Czym charakteryzuje się dobra nazwa?
Dobra domena:
- jest możliwie krótka,
- łatwo się ją wymawia przez osoby, do których adresujemy nasze produkty/usługi,
- łatwo ją np. zanotować,
- nie myli się z innymi nazwami,
- nie ma złych skojarzeń (szczególnie istotne, jeśli rejestrujemy domenę w kraju, którego języka nie znamy),
- nie powoduje np. naruszenia czyjegoś znaku towarowego.
Odkupuję domenę - czym się kierować?
Rozsądkiem. Cena odkupywanej domeny na rynku wtórym musi mieć przełożenie na potencjalne zyski z posiadania tej właśnie nazwy.
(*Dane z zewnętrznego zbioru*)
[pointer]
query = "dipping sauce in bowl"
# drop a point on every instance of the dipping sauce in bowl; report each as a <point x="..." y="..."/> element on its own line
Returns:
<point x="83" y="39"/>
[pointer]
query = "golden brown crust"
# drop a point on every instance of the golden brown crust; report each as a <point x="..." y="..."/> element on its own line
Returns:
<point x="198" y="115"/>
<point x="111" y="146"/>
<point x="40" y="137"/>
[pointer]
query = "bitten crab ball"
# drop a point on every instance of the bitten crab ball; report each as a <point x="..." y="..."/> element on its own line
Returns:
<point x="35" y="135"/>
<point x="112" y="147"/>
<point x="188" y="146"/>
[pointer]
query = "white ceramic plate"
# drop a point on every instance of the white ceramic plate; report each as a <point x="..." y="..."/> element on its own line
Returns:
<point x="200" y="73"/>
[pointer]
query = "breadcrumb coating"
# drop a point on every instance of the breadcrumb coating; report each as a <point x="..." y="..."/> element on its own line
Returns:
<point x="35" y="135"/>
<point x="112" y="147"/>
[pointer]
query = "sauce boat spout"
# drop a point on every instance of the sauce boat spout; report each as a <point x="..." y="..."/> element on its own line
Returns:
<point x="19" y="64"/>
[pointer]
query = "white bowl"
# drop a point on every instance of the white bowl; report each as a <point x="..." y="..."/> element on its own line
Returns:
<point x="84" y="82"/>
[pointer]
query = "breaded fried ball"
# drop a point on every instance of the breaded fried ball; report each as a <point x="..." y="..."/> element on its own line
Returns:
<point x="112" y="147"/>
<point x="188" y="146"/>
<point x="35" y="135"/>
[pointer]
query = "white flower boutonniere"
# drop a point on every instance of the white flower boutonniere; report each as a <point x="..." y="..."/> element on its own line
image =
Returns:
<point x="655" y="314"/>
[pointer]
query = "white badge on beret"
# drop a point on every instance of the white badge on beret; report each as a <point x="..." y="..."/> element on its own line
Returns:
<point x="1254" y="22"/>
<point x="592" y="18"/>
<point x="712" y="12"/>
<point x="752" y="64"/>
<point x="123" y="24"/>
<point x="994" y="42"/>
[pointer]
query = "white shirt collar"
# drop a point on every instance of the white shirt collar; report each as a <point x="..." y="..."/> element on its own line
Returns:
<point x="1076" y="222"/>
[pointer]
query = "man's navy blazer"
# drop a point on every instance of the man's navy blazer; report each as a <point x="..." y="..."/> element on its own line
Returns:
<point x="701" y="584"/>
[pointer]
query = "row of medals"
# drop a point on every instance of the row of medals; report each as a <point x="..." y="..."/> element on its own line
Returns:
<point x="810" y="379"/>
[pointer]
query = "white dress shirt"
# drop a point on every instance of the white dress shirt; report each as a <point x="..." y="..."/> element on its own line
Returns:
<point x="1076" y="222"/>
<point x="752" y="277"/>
Sama chęć „posiadania” domeny nie może przesłonić nam celu - czyli zysku dla firmy. Wystarczy wykonać prostą kalkulację - ile zyskamy dzięki takiej właśnie domenie. Jeśli cena domeny jest większa niż potencjalny zysk, decyzja jest prosta - nie kupujemy.
Innymi słowy: liczymy pieniądze, a nie podchodzimy emocjonalnie do chęci posiadania domeny.
Należy przemyśleć, czy przypadkiem nie lepiej np. wykorzystać mechanizmów pozycjonowania strony zamiast wydawać te same pieniądze na zakup domeny, w sytuacji gdzie i tak będziemy musieli zająć się pozycjonowaniem...
Nie zawsze też klienci będą docierali do nas przez wyszukiwarkę. Jeśli reklamujemy się w prasie, możemy pozwolić sobie, aby klienci przepisali być może niezbyt atrakcyjną nazwę z reklamy do przeglądarki.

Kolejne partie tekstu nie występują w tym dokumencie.